Implications of Saraki’s Defection on the Senate Presidency By Ehiwe O. Samuel
The political space of the Nigerian state shook to its foundation following the official defection of the Senate president, Dr. Bukola Saraki from the ruling All Progressives Congress (APC) to the most prominent opposition party, the People’s Democratic Party.
The defection which has aroused several speculations following the suspense that gritted the long consultation of Saraki before his eventual defection, came as a rude shock to the APC leadership.
The National chairman of the APC, Adams Oshiomhole has consistently called on Saraki to resign his position as president of the senate because, the PDP, his new party, is minority in the house.
The big question is, do you really need to be in the party with majority in the senate to be a senate president? Is that what the law says?

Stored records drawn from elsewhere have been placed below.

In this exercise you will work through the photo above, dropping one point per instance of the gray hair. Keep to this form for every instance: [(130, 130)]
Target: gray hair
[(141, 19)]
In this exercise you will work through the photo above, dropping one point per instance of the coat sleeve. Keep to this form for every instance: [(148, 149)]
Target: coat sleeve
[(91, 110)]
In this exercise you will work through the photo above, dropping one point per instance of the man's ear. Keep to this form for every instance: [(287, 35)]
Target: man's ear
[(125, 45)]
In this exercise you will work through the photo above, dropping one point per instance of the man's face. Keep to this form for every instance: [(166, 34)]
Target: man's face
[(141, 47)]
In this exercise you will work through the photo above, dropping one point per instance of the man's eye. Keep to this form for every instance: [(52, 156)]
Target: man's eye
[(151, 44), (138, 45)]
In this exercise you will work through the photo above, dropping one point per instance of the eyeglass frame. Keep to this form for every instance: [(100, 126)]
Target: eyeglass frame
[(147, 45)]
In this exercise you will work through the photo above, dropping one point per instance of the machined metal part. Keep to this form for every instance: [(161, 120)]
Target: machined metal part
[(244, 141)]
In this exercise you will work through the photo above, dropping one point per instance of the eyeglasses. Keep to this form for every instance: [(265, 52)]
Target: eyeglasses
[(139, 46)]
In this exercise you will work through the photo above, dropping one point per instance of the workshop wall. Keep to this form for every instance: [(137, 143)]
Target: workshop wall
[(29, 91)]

The answer to these questions is cooling off in the constitution. Let me take you there! Oh, but before then, lets analyse the majority issue in the senate.

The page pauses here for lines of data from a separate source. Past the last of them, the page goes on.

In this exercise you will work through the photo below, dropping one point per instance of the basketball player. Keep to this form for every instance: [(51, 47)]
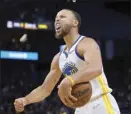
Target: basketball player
[(79, 61)]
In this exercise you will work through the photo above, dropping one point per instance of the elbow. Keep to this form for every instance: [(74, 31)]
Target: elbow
[(46, 89)]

With Saraki’s defection, the APC now has 52 senators while the PDP’s ranks have swollen to 51. However, with the recent defection of Senator Godswill Akpabio from the PDP to the APC on the 8th of August 2018, the number has again changed. What this means is that when the senate resumes plenary in September, the APC will still be the majority party in the upper legislative chamber—albeit a very slim majority (All things been equal). Politics is indeed a game of numbers!
This is not the first time the leadership of the national assembly will headed by a lawmaker in the minority party. In the 2nd Republic, the Speaker of the House of Representatives was Edwin Ume-Ezeoke of the Nigeria Peoples Party (NPP). The NPP was not the governing party at the time. The governing party was Alhaji Shehu Shagari’s NPN. In the 7th assembly, Aminu Tambuwal continued to serve as Speaker of the House of Representatives even after dumping the PDP for the APC.
Under the Constitution of the Federal Republic of Nigeria, 1999 as amended, there is nothing wrong with Saraki retaining his position as president of the Senate, even as a member of the minority party in the hallowed red chambers.
According to Section 50 (1) (a) of the 1999 constitution as amended:
“A President and Deputy President of the Senate shall be elected by the members of that House from among themselves.”
The above section doesn’t bar lawmakers from the minority political party in parliament from seeking the position of senate president. The fact they the leadership of the National assembly has always been members of the party with majority is merely a tradition borne out of political patronage.
The law also does not say that a senate president who becomes a member of the minority party should relinquish that position (it could not have said or implied that).
Section 50 (2) of the Constitution reads that:
“The President or Deputy President of the Senate or the Speaker or Deputy Speaker of the House of Representatives shall vacate his office:
a) If he ceases to be a member of the Senate or of the House of Representatives otherwise than by reason of a dissolution of the Senate or the House of Representatives; or
b) When the House of which he was a member first sits after any dissolution of that House; or
c) If removed from office by a resolution of the Senate or the House of Representatives, as the case may be, by the votes of not less than two-thirds majority of the members of the House.
The above provisions of the constitution are to clear. It does not require an explanation. It follows therefore that Saraki can remain President of the senate when the house reconvenes, unless he’s impeached by two thirds majority of lawmakers. And with the number on APC’s side, this can only be attained if senators from the PDP lend the governing party a chunk of senators (I do not see this happening).